Ma a dispetto dei loro timori, i lineamenti di Nerone si distesero.
<< Sì, gliela vendo io. Ma gliel'ho detto milioni di volte che non è roba che fa per lui. Non ha il fisico. Ma d'altronde è un cliente, e io non posso andare contro i miei interessi... >> replicò tranquillo.
<< Ma vaffanculo, va'! >> berciò Marta, voltandogli le spalle e dirigendosi verso l'uscita.
Gli altri tre le corsero dietro per tutte le scale fino al portone.
<< E adesso che volete fare? >> domandò Teresa.
<< Andare a parlare con Rico. Convincerlo che sta buttando al cesso la sua vita >> ribatté Marta.
La sua affermazione non faceva una piega.

***

Quando tornarono alla villa, quello che trovarono fu peggio del contesto sociale di Ensanche Capotillo: Emilia , Aurora e sua sorella Silvia, Julian e tutta la famiglia Montenegro correvano loro incontro, gridando aiuto.

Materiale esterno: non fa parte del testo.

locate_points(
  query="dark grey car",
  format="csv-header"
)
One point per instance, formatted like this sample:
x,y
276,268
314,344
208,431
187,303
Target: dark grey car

<< Ma cosa succede? >> domandò Valentin.
<< Rico è in overdose! >> esclamò disperata Silvia Navarro.
<< Cosa ne sarà di lui? >> domandò sconsolati i gemelli Josè e Joaquin, fratelli gemelli minori di Rico e Marta.
<< Ma che vi allarmate qui in mezzo al giardino? Chiamate un'ambulanza! >> li incitò la Montenegro, correndo incontro al fratello insieme a Gloria.
Rico era riverso a terra, il laccio emostatico che gli bloccava il sangue, la siringa sbilenca conficcata nel braccio; era pallido e aveva le labbra blu. Se non fossero intervenuti in tempo, probabilmente sarebbe morto. Valentin aveva chiamato l'ambulanza.
<< Rico! >> gridò Marta, tentando di scuoterlo.
<< Rico, amore mio, resisti! Sta arrivando l'ambulanza, ti rimetteranno in sesto... >> lo esortava Gloria.
Entrambe lo strattonavano, lo stringevano, lo chiamavano a ripetizione senza risposta, mentre tutto intorno a loro era panico e confusione.
La mia amica di sempre non ci capì più niente, si avvinghiò al fratello come una pianta rampicante, come se non volesse staccarsi da lui; invano una marea di braccia riuscì a scollarla dal corpo ormai inerme di Rico, quel ragazzo che ho amato con tutta me stessa e che avrei potuto salvare se fosse rimasto con me, così come avrebbe fatto lui impedendomi di partire per l'Amazzonia e di morire laggiù.
<< Signora Martinez... >> la chiamò un medico dell'ambulanza.
Marta non distingueva più realtà e finzione; pensò che quella figura fosse il frutto della sua mente.
<< Suo fratello è morto >> seguitò. A quelle parole la Montenegro vide tutto buio, poi più nulla.